Catherine Talty, administrator of tenant relations for the Housing Authority, said the authority obtained a $15,056 grant from the federal Department of Housing and Urban Development to fund the project. Some of the money was used to buy sewing machines. The rest is being used to pay the instructor and an aide -- who provides child care for children of the students -- and to buy sewing materials, including fabrics.
The authority also provides the space for the sewing and child-care areas for a nominal fee.
Barbara Bristol of the Extension Service also was involved in setting up the program.
The sewing course is one of several Catholic Charities programs that assisted nearly 210,000 people last year. Catholic Charities, the human services arm of the Catholic Diocese, will attempt to raise $8.1 million to continue its work during its 72nd annual appeal April 2 through 9.
Besides teaching the women to sew, the classes have helped them build self-esteem and make new friends, said Sister Joan Sherry, the outreach coordinator who oversees the Catholic Charities office in the Perry Project.
She currently is looking for donations of sewing machines that the women keep for their sewing projects when they complete the course.
Sister Sherry credits the sewing instructor, Carolyn Wrinn, with "teaching them to help one another, to share and to get along."
"They are doing great. They are doing things they want to do. There is a lot of enthusiasm," Ms. Wrinn said. "Some days the discussions are more than sewing."
"This program has surpassed our expectations," Ms.

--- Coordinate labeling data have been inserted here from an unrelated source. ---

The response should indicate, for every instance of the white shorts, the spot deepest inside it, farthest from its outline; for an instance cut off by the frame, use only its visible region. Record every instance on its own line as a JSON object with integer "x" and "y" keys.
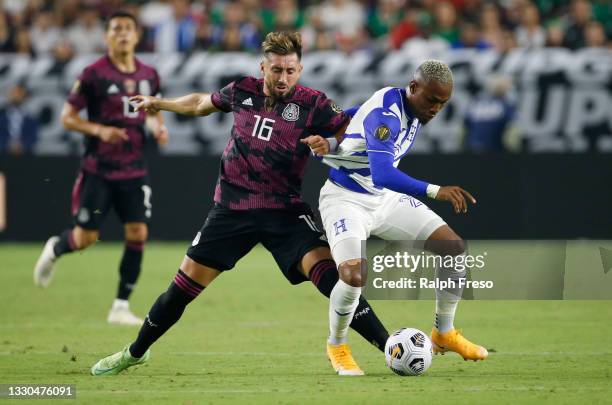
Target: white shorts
{"x": 350, "y": 218}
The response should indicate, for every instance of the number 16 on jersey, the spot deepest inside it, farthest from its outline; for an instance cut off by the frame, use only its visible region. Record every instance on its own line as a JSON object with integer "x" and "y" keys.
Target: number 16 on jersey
{"x": 263, "y": 128}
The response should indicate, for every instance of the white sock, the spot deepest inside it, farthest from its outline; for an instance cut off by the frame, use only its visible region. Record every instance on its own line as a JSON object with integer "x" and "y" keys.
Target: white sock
{"x": 120, "y": 304}
{"x": 446, "y": 305}
{"x": 343, "y": 302}
{"x": 447, "y": 299}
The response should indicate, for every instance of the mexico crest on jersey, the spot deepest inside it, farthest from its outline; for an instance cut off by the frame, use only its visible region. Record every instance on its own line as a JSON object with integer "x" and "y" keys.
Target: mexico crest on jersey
{"x": 291, "y": 112}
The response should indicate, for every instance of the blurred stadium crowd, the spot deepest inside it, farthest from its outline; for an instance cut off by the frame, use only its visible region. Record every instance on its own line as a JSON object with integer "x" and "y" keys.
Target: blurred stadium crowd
{"x": 67, "y": 27}
{"x": 43, "y": 42}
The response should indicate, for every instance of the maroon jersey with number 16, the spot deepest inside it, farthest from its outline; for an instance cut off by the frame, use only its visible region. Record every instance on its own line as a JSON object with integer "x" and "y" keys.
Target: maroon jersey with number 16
{"x": 263, "y": 164}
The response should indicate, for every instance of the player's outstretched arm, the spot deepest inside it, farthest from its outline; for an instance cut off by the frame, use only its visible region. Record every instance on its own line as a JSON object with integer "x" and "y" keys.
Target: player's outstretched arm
{"x": 191, "y": 104}
{"x": 384, "y": 174}
{"x": 72, "y": 121}
{"x": 155, "y": 123}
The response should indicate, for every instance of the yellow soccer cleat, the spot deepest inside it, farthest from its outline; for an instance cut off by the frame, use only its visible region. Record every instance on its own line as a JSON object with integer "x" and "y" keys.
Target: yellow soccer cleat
{"x": 453, "y": 341}
{"x": 342, "y": 360}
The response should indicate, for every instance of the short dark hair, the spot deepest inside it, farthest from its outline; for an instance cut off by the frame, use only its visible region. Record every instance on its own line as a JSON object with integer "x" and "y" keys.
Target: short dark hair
{"x": 119, "y": 14}
{"x": 283, "y": 43}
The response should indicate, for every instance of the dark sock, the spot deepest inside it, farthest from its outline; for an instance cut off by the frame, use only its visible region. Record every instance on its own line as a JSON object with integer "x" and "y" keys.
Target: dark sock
{"x": 129, "y": 269}
{"x": 165, "y": 312}
{"x": 65, "y": 245}
{"x": 365, "y": 322}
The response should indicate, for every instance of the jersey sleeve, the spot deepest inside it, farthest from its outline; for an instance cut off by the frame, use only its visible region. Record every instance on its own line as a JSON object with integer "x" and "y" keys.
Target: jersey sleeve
{"x": 82, "y": 90}
{"x": 381, "y": 129}
{"x": 328, "y": 118}
{"x": 223, "y": 98}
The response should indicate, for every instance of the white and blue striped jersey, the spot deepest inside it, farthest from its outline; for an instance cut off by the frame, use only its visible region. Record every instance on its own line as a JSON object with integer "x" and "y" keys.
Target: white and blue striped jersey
{"x": 383, "y": 124}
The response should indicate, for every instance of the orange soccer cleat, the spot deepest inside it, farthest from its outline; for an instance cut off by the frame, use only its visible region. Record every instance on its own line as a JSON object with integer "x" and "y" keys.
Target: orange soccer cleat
{"x": 454, "y": 341}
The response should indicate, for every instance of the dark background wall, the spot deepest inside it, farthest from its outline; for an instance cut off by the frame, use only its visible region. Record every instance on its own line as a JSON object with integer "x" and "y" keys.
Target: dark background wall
{"x": 535, "y": 196}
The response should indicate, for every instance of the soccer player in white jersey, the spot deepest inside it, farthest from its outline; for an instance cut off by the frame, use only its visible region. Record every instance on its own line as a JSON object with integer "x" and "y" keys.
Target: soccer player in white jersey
{"x": 367, "y": 195}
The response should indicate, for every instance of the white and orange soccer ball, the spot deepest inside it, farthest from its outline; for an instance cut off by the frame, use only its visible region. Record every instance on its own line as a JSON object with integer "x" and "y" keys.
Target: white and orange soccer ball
{"x": 408, "y": 352}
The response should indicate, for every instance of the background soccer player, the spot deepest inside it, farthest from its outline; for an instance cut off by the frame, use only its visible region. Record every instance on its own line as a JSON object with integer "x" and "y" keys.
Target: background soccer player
{"x": 258, "y": 194}
{"x": 367, "y": 195}
{"x": 113, "y": 173}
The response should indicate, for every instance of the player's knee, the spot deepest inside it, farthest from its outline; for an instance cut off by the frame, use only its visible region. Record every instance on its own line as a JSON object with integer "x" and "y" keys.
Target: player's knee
{"x": 84, "y": 238}
{"x": 136, "y": 232}
{"x": 352, "y": 272}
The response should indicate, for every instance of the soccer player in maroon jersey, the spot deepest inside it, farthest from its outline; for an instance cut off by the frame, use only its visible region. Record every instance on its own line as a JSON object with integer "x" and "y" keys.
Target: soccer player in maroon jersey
{"x": 113, "y": 172}
{"x": 258, "y": 194}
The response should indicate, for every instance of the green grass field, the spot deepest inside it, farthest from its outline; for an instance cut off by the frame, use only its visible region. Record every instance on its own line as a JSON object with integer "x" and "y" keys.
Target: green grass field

Talty agreed. "They have learned a lot of life skills."
For some of the women, the discovery of a talent for sewing might help them get off welfare rolls, Sister Weldon said.
"It could lead to a job doing alterations in a store or it might be the forerunner of an urban cottage industry," she said.
To show off their sewing skills, the women will model some of their creations during a program in June in the Perry Project auditorium. They also will attempt to sell some of their handiwork during a Housing Authority bazaar this April in City Hall.